Aber nicht nur durch den Christuseinschlag in die Menschheitsgeschichte hat sich das menschliche Bewußtsein verändert, sondern ganz allgemein durch die fortschreitende Menschheitsentwicklung, wie sie sich durch die großen Kulturepochen geschichtlich vollzieht. Dies hängt vor allem mit der Einwohnung des menschlichen Ichs, also mit seiner allmählichen Individualisierung zusammen.
So hat sich zum Beispiel in der alten ägyptischen Kulturepoche langsam die sogenannte Empfindungsseele herangebildet. Vorher erlebte sich der Mensch nur im Gruppenzusammenhang, noch nicht als Einzelwesen.
Die Empfindungsseele kennt noch keine klare Grenze zwischen Innen und Außen, Oben und Unten. Ein mehr traumhaftes Selbst- und Welt-Erleben schafft erste Regungen des Empfindens der eigenen Person. Vorher war ein Einzelner Teil des Ganzen.
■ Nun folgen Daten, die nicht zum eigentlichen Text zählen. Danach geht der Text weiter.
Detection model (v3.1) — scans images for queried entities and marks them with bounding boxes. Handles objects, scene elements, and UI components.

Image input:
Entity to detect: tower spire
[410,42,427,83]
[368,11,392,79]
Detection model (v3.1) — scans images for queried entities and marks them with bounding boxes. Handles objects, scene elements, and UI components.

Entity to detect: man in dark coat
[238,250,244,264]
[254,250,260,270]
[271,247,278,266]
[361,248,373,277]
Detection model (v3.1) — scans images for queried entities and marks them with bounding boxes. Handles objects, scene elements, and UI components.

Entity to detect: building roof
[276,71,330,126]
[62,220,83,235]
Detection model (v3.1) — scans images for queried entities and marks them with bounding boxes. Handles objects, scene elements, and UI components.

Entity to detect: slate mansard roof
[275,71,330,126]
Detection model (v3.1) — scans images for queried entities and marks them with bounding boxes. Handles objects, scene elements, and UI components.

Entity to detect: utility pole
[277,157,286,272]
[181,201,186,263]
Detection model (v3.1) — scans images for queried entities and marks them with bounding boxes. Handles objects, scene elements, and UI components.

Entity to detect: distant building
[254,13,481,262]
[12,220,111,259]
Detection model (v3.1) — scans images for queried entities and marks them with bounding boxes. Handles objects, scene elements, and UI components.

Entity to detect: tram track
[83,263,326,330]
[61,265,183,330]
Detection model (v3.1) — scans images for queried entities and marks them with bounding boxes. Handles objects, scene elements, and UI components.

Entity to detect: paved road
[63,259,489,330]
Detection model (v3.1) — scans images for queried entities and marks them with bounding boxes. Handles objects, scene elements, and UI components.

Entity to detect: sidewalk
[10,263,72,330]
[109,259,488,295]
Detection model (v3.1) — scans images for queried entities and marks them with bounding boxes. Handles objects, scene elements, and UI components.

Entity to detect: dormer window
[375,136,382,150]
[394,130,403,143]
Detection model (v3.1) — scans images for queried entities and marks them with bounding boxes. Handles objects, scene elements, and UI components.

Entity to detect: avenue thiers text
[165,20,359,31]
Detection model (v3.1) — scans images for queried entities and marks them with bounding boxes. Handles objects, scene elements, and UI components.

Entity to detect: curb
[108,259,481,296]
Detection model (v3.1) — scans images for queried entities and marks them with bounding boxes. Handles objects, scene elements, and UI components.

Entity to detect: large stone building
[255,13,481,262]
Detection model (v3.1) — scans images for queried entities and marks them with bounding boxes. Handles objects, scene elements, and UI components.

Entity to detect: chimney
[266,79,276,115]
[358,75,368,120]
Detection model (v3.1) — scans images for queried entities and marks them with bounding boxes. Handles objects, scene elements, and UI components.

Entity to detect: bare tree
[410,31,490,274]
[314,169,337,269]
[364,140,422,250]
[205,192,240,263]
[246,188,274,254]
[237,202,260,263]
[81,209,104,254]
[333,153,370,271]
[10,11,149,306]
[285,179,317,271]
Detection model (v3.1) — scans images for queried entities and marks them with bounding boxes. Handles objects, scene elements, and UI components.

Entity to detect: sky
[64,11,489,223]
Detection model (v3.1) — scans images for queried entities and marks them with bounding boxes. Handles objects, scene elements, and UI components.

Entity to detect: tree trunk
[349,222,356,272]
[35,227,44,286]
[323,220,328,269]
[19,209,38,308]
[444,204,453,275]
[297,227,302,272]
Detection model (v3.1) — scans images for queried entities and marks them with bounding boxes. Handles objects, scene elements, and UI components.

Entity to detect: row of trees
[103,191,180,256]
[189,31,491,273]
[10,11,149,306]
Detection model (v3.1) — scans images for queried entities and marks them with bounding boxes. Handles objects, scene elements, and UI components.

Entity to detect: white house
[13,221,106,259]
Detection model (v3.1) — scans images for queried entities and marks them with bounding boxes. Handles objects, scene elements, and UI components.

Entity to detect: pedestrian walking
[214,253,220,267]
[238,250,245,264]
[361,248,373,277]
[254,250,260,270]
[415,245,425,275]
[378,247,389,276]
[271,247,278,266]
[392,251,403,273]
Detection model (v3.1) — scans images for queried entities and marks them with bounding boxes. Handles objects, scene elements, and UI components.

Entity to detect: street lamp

Der alte Ägypter erlebte sich seelisch mit, zum Beispiel in den Taten und Anweisungen des Pharaos oder in den Göttergeschichten, später in den Königen und Volksführern. Ein eigenes Ich war nur keimhaft entwickelt, zum Beispiel im Erleben der Farben, Töne, Stimmungen, die diese durch Resonanz im Innern erzeugten.
Mit der Entwicklung der sogenannten Verstandes- und Gemütsseele in der griechisch-römischen Kulturepoche, astrologisch entspricht dies der Widder-Zeit, begann durch das Ausbilden des Verstandes eine allmähliche Objektivierung der äußeren Welt. Die Außenwelt wird Objekt, so wie dies in unserem naturwissenschaftlich geschulten Denken alleine maßgebend ist für die Betrachtung und Beherrschung der Welt. Die Gemütsseele bedingt im Gegensatz dazu unser inneres Selbsterleben. Das Innere, das Ich-Erleben wird zum Subjekt. Gefühle, Empfindungen und Emotionen werden als das eigentlich Persönliche angesehen. Auf der Entwicklung der Verstandes- und Gemütsseele beruht schließlich unser heutiges Selbstbewußtsein und unsere Ich-Entwicklung, wo jeder sich nun einmal selbst der Nächste ist.